The Late Show with Stephen Colbert. Senator Elizabeth Warren (D-Mass.) urged the federal government to "join the 21st century" and deschedule marijuana during a Tuesday night appearance on The Late Show with Stephen Colbert. However, she declined to answer Colbert's playful query about her personal cannabis use.
Colbert asked the senator the difference between descheduling and legalization. And “Are you high right now?”
A longtime advocate for cannabis legalization, Warren took on Colbert’s first question and laughed at his second.
“The answer is legalization is what you could do if you had a functional Congress,” she said. “Well, that’s not the world we live in. So descheduling is something the administration could do without going to Congress.”
She criticized the Drug Enforcement Administration's (DEA) classification of marijuana as a Schedule I drug alongside heroin and meth arguing it hinders research and contradicts public opinion.
“And that means not only is it illegal, you can’t even do research on it...what we’re saying in this letter is, ‘Guys, get with it at the DEA.’ It’s not 1954. More than half of all states have legalized marijuana.”
The letter Warren referred to was led by herself and John Fetterman (D-Pa.) who, along with ten of their Democratic colleagues, including Senate Majority Leader Chuck Schumer (D-N.Y.), sent a letter to Attorney General Merrick Garland and DEA Administrator Anne Milgram urging them to remove marijuana from Schedule I of the Controlled Substances Act (CSA).

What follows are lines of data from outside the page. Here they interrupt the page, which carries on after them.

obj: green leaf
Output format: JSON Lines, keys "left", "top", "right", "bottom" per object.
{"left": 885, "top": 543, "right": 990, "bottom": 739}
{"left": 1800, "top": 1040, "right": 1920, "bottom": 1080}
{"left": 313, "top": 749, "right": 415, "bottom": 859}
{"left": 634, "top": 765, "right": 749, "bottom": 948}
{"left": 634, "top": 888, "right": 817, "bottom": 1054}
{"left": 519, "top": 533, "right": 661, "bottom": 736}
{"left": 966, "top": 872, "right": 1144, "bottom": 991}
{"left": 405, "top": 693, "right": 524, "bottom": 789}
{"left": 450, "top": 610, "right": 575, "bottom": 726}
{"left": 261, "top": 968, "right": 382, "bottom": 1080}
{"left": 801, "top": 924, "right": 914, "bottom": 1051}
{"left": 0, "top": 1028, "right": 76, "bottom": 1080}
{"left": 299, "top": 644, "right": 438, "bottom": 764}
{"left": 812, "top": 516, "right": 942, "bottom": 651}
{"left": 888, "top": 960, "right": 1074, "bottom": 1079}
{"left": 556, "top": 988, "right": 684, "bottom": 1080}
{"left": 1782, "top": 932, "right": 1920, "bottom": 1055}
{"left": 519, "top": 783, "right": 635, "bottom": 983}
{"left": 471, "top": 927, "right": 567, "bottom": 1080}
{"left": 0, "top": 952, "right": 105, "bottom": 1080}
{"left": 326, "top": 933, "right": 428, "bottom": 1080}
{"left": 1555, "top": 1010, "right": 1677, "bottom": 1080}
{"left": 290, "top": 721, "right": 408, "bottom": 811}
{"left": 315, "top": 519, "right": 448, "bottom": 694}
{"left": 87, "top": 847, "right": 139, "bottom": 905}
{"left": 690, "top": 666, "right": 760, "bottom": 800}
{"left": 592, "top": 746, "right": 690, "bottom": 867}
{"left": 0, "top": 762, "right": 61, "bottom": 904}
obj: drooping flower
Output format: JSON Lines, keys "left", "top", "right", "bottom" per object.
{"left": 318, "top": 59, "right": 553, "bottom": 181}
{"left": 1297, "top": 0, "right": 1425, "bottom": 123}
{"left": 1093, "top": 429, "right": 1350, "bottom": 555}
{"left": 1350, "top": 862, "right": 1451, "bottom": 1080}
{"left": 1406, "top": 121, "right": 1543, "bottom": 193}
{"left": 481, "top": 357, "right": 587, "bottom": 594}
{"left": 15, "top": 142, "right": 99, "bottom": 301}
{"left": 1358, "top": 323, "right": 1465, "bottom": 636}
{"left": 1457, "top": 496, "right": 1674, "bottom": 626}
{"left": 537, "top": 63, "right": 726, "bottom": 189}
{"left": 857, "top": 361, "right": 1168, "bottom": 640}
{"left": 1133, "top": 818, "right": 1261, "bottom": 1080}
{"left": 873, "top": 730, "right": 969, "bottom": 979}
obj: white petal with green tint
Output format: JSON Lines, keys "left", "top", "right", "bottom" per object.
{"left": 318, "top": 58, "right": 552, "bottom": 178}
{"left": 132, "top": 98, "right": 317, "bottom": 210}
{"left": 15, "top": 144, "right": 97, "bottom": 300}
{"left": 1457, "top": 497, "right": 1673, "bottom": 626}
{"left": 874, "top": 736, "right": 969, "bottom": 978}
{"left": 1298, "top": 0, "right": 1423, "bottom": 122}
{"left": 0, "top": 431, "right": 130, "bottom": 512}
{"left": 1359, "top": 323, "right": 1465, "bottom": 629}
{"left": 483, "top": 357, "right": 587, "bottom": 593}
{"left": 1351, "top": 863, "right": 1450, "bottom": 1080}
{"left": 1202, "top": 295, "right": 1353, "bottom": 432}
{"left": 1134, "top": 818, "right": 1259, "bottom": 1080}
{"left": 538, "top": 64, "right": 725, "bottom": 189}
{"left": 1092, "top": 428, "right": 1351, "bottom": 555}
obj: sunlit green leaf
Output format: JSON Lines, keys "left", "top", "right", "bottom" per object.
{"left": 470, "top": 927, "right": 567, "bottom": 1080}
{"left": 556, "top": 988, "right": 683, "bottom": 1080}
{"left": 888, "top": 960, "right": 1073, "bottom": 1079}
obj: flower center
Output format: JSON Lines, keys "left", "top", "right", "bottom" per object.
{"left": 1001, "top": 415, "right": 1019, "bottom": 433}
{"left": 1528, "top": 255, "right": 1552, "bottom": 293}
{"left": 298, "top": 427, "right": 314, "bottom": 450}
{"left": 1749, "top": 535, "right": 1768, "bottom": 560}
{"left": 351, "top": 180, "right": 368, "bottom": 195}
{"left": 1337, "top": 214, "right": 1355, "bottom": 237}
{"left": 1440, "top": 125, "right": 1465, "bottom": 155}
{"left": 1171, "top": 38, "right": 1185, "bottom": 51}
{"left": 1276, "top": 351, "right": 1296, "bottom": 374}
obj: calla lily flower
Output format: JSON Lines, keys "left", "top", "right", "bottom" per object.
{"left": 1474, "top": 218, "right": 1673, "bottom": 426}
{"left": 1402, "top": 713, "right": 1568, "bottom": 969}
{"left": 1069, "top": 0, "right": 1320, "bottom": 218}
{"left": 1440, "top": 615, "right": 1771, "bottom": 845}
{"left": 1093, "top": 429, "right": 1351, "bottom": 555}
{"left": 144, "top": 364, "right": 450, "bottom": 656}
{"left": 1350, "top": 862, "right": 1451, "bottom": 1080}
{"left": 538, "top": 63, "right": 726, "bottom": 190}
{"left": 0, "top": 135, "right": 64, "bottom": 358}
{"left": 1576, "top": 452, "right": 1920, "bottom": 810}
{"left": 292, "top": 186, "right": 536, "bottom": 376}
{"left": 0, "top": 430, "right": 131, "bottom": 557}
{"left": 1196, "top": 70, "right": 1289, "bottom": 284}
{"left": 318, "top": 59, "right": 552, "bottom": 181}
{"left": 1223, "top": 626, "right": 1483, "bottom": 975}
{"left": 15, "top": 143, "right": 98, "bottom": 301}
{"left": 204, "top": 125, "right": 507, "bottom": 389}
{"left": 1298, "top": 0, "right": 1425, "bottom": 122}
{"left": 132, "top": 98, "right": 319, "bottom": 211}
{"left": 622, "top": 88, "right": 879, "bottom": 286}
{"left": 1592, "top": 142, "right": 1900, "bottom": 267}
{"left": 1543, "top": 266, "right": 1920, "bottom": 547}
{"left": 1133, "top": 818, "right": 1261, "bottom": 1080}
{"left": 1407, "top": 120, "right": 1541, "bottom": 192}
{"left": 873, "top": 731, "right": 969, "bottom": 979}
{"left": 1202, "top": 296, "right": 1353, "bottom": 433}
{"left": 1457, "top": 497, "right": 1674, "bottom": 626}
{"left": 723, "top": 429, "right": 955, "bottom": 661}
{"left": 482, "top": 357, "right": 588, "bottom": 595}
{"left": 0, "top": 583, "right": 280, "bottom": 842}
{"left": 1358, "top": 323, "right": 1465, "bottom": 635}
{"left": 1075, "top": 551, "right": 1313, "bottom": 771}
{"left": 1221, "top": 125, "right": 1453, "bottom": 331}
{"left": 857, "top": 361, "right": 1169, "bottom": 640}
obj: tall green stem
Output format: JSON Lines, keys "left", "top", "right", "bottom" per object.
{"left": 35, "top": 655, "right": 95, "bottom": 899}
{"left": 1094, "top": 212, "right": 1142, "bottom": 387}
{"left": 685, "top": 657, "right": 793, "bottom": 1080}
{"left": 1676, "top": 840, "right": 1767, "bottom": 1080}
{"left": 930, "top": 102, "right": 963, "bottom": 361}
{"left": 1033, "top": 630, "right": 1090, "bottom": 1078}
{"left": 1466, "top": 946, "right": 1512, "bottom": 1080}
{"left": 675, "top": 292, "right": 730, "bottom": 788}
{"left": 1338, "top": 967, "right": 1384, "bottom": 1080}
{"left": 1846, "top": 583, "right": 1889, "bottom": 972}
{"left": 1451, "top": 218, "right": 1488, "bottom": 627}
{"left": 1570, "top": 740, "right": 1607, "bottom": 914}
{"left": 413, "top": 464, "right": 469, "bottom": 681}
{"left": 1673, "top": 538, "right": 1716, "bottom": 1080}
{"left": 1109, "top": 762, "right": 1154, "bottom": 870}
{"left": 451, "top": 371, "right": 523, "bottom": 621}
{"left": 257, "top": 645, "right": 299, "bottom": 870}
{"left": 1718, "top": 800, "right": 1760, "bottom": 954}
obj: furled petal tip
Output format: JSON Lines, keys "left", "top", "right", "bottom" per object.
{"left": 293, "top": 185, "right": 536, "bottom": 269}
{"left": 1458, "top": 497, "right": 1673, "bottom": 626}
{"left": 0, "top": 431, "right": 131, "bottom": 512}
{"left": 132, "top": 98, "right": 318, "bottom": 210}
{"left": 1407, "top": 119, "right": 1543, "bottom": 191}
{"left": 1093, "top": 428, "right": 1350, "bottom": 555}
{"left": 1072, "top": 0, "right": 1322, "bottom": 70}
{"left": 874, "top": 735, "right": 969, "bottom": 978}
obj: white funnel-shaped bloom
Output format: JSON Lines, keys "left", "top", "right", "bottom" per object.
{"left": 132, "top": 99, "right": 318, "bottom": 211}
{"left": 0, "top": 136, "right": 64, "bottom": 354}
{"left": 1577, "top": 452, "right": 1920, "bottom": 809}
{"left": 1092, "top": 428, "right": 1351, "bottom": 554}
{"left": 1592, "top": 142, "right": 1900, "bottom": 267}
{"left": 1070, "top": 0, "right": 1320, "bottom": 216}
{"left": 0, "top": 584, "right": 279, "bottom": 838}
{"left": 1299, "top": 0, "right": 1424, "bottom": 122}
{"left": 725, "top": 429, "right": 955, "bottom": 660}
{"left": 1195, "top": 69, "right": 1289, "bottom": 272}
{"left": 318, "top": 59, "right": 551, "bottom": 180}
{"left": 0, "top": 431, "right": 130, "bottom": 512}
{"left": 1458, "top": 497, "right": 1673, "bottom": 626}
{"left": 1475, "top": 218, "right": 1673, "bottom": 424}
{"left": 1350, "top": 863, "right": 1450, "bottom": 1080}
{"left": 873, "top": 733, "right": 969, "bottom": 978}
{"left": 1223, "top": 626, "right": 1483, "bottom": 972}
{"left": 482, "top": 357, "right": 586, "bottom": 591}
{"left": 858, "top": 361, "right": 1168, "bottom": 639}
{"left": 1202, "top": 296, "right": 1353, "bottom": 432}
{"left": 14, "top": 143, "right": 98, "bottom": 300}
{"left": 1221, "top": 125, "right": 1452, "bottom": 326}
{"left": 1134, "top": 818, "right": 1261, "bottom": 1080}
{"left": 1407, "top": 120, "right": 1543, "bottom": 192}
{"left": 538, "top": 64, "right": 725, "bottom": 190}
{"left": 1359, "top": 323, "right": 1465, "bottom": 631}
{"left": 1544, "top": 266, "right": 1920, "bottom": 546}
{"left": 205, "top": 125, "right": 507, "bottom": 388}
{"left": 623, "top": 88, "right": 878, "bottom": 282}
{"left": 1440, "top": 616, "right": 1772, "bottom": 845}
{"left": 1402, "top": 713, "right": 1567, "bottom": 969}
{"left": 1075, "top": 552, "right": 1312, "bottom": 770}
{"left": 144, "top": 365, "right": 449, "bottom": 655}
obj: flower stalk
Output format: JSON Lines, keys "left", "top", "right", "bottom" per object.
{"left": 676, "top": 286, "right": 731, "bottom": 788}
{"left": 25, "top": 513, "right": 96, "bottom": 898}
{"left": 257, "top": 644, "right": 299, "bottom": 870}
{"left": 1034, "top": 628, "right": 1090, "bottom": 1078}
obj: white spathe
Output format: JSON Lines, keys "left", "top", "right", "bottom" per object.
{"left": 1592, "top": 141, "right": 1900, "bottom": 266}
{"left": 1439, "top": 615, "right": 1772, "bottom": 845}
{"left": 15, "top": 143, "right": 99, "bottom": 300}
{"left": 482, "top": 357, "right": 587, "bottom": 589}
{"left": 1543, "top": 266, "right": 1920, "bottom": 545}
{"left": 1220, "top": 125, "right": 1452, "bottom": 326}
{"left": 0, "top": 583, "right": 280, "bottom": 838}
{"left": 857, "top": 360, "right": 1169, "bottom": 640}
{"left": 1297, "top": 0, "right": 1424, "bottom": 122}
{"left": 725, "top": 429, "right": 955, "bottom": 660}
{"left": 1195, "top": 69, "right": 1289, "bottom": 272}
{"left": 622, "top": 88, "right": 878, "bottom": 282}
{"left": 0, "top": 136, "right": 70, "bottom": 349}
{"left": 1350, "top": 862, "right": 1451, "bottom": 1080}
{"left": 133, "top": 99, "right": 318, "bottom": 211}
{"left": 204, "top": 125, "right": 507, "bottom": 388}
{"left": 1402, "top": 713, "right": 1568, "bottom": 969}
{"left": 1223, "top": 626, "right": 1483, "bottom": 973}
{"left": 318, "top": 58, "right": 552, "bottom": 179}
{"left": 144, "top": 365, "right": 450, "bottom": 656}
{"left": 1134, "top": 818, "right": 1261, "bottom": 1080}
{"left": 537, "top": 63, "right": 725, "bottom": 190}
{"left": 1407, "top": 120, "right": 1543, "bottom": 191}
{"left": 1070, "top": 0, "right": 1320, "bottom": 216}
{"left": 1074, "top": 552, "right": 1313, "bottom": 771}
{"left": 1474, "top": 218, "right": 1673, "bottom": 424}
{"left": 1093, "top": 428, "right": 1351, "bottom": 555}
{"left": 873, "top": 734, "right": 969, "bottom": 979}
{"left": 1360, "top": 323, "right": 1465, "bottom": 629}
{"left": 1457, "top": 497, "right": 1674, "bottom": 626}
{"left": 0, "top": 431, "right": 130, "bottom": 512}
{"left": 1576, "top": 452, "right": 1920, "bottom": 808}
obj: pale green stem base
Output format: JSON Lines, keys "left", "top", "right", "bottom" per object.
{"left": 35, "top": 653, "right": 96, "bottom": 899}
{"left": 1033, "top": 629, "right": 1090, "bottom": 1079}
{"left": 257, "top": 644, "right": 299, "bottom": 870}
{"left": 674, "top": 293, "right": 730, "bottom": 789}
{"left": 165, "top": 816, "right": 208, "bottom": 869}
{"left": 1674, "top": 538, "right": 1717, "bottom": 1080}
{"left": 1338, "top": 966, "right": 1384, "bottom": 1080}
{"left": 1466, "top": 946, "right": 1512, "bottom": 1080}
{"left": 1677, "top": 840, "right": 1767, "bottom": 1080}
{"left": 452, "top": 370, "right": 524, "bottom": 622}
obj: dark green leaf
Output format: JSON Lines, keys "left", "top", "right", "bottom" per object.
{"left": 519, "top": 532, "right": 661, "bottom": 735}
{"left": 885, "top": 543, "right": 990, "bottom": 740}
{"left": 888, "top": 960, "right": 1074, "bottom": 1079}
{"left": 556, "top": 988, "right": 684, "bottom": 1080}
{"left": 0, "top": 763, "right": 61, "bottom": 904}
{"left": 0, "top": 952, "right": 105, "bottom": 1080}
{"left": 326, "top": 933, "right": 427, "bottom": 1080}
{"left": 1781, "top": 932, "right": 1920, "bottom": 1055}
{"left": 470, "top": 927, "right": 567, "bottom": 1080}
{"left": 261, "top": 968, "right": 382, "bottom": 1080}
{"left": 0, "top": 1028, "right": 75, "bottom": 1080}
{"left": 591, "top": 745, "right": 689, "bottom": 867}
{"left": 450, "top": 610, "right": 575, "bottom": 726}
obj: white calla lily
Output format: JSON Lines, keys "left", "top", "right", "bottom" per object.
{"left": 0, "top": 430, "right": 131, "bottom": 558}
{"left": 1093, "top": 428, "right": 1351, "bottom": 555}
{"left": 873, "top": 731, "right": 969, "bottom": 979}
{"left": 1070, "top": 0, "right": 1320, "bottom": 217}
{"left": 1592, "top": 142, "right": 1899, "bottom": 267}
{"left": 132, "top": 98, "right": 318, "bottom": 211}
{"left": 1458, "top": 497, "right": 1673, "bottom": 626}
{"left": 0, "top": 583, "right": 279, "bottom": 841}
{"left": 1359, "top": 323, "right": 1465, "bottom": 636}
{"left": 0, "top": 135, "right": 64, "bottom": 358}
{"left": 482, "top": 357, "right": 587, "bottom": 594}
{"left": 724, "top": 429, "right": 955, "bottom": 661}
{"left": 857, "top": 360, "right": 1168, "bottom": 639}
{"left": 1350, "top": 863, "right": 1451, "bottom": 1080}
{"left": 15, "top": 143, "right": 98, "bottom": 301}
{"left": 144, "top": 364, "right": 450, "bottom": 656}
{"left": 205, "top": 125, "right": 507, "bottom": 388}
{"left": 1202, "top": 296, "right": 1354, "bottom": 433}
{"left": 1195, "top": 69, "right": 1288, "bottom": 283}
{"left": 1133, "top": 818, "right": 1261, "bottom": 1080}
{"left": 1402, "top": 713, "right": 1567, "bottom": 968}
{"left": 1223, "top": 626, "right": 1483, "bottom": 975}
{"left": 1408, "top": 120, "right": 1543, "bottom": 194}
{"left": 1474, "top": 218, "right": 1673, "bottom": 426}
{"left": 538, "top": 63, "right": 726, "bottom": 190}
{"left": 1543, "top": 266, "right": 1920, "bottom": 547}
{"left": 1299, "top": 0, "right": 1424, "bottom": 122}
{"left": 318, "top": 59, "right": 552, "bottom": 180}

While praising the Department of Health and Human Services' (HHS) recommendation to reschedule marijuana to Schedule III, Warren pushed for complete descheduling. This would eliminate research barriers and allow state-licensed cannabis businesses to access tax deductions currently denied to them under the IRS code known as 280E.“The idea is to say, at the federal level, instead of creating this conflict, which is causing all kinds of problems—we’ve got problems with banking laws and problems in tax laws—you just say deschedule,” Warren said. “Of course, let’s treat it like alcohol. We need to deschedule it, join the 21st century and let’s make marijuana legal. It shouldn’t be that hard.”